My husband and I lived in New Jersey for a couple of years, and have always joked about drivers from that state lacking in manners and/or ability (no real offense meant to New Jersey drivers; we all know every state has its fair share of crazies on the road!).  I mention New Jersey drivers to illustrate the point that they seem tame in comparison to drivers in Bangalore.  The streets here are narrow, made for 1 car usually.  The larger roads, built recently, are made for 4 lanes of traffic, 2 lanes each direction.  Bangalore drivers somehow manage to squeeze 3 car widths into what should be 2.  They maneuver and honk CONSTANTLY.  They veer around pedestrians, scooters, motorcycles, autorickshaws, buses, trucks, and cows and slow down for the ever-present speed bumps that were randomly thrown in to control speed.  They turn when they have no business turning; with buses and trucks bearing down on them (and you, as their passenger!).  Yet somehow they make it work.  Rarely do I see an accident, or hear of road rage.  Sharing space is simply a part of being.  There is absolutely NO sense of entitlement when it comes to space on the roadways.  They just share it.  
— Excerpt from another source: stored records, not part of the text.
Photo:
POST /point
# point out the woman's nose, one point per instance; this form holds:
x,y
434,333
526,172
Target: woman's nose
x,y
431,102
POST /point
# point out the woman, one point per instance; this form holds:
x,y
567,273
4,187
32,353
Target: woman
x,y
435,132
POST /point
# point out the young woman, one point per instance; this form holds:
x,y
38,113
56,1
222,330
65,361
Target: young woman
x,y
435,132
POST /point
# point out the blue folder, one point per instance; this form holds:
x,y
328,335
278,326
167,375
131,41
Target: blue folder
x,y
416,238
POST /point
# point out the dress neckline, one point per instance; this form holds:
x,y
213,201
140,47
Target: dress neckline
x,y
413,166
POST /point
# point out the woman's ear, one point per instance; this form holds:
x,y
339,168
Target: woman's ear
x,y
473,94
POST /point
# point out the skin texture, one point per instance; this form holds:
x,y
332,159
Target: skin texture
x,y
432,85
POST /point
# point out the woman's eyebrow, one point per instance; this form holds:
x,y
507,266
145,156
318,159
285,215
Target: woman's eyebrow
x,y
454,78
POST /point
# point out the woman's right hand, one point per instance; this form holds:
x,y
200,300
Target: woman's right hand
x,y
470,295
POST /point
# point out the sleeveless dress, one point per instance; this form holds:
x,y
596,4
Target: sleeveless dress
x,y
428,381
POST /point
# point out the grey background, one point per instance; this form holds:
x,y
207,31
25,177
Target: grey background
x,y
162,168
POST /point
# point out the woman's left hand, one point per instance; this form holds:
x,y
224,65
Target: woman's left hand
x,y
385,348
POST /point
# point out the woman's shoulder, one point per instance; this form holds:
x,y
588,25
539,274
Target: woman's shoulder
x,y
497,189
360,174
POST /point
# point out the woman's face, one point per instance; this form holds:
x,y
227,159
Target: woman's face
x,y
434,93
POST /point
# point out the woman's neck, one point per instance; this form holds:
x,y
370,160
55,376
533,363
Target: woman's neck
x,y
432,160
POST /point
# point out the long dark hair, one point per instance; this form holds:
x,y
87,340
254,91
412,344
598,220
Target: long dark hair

Other sights on the roads that made me stare at first, but now seem commonplace, are families in auto rickshaws, or on scooters or motorcycles.  Apparently I wasted $150 on a car seat because people here get along just fine without them!  It is quite common to see families with young children riding in an open sided auto rickshaw.  Mom may or may or may not be holding onto their children while they stand 2 inches from the open edge of the vehicle.  Also often seen are families of 3 and 4 riding a scooter or motorcycle.  Dad drives, Mom rides behind holding baby, and the older child rides between Mom and dad.  I think it was the absolute trust on the women's faces that got to me the most when I would see that.  They had no doubt about getting to their destination safely, even as their husband maneuvered the motorcycle between 2 large trucks.  Maybe I misinterpreted the look.  Perhaps it was resignation.  After all, if you can afford motorized transport instead of walking, you take it.  Being a pedestrian in Bangalore is not something I want to be very often.


As I have already described in some detail, traffic in the city in India is overwhelming.  Imagine being a pedestrian when there are so many vehicles on the road there isn't an inch to spare!  Now, there are sidewalks in India.  But infrastructure maintenance here is not the same as in the U.S.  If something under the sidewalk needs to be worked on, they may very well tear up a 20 foot span of walkway...and never replace it.  So pedestrians very often need to venture into the road...amid the horrendous traffic.  Once again, though, it just works.  Like the cows, vehicles just go around them.  The most difficult thing to watch in heavy traffic is pedestrians trying to cross the street, especially if they are mothers with young children.  But vehicles do slow down to let them cross, just as vehicles slow down to let other vehicles cross.  There are few traffic lights here, so traffic, motorized or not, makes and follows some unwritten code of conduct which seems mainly to consist of the basic tenet "take it when you can get it, but be careful of others in the process".  Not a bad rule.